Miao Yao cavou um buraco na terra e enterrou os anéis.

Com voz rouca, disse: “Se você estiver feliz, venha ao meu aniversário amanhã. Prometo uma surpresa.”

Após dizer isso, levantou-se e foi embora.

“O que ela disse?” Lu Jingchen franziu a testa.

Shi Sang respondeu, aterrorizada: “Ela enterrou um par de alianças e convidou a mãe para o aniversário.”

“São as alianças do casal Miao?” perguntou Du Qiu.

Shi Sang confirmou com um “sim”.

“Se conseguirmos os anéis, teremos a prova de que Miao Yao matou os pais?” Du Qiu se animou, vendo esperança.
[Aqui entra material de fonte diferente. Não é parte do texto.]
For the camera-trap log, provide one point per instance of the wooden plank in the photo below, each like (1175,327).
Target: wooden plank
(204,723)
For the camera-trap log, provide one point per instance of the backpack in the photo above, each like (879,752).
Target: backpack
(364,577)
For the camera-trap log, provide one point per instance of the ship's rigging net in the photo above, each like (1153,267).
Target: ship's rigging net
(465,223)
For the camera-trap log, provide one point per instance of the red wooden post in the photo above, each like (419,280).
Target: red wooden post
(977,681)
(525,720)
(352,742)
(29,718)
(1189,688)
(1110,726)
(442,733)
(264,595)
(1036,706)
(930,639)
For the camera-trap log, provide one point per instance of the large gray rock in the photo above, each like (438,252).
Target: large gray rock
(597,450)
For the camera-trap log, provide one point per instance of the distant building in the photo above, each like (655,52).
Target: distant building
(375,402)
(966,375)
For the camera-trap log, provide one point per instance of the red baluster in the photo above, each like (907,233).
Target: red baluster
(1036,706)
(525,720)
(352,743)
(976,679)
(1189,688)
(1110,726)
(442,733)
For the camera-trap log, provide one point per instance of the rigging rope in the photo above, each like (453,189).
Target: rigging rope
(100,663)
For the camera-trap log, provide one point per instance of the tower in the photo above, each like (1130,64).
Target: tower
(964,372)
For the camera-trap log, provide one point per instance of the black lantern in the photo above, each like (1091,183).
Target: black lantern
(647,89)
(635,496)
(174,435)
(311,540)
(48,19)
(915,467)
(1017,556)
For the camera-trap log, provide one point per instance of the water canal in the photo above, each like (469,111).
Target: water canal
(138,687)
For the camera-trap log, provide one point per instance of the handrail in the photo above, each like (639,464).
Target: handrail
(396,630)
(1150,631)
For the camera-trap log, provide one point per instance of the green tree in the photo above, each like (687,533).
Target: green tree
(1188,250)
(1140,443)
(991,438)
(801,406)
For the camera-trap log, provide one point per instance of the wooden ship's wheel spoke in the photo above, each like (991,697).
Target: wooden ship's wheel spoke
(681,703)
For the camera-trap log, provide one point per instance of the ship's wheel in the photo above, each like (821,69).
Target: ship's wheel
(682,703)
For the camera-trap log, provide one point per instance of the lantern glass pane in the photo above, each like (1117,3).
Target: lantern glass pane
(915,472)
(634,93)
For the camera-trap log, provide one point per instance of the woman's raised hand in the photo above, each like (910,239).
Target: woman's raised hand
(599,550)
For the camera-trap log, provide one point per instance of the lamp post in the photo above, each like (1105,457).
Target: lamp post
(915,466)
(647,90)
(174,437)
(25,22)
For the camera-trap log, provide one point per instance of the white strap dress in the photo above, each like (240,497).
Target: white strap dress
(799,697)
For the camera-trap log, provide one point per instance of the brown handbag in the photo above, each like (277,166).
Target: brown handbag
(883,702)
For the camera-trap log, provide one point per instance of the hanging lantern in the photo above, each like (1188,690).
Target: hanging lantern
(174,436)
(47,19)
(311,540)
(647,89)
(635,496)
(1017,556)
“Pode ser,” respondeu Shi Sang, assustada. “Mas a mãe de Miao Yao não já morreu? Como ela vai ao aniversário?”

“Este é um cenário sobrenatural; fantasmas em festas não surpreendem,” analisou Yang Ying, após um silêncio. “A mãe de Miao Yao deve ser a chefe final; só derrotando-a poderemos sair.”

Ele olhou para sua própria ferida, temendo ser um peso morto sem capacidade de lutar.

“Shi Sang, seu tsuru pode desenterrar os anéis?” Lu Jingchen perguntou com voz calma.

“Vai ser trabalhoso, mas deve dar,” respondeu Shi Sang, surpresa. Nunca usara o tsuru para cavar, só para passar mensagens.

Com algum esforço, o tsuru finalmente desenterrou os anéis.

“Já consegui,” relatou Shi Sang.

“Já que o aniversário de Miao Yao está chegando, vamos preparar um presente. Ela certamente vai gostar,” disse Lu Jingchen com um sorriso sinistro.

“O que pensam em fazer?” Yang Ying percebeu o perigo.

“Vamos, claro, preparar um bolo de aniversário para ela.”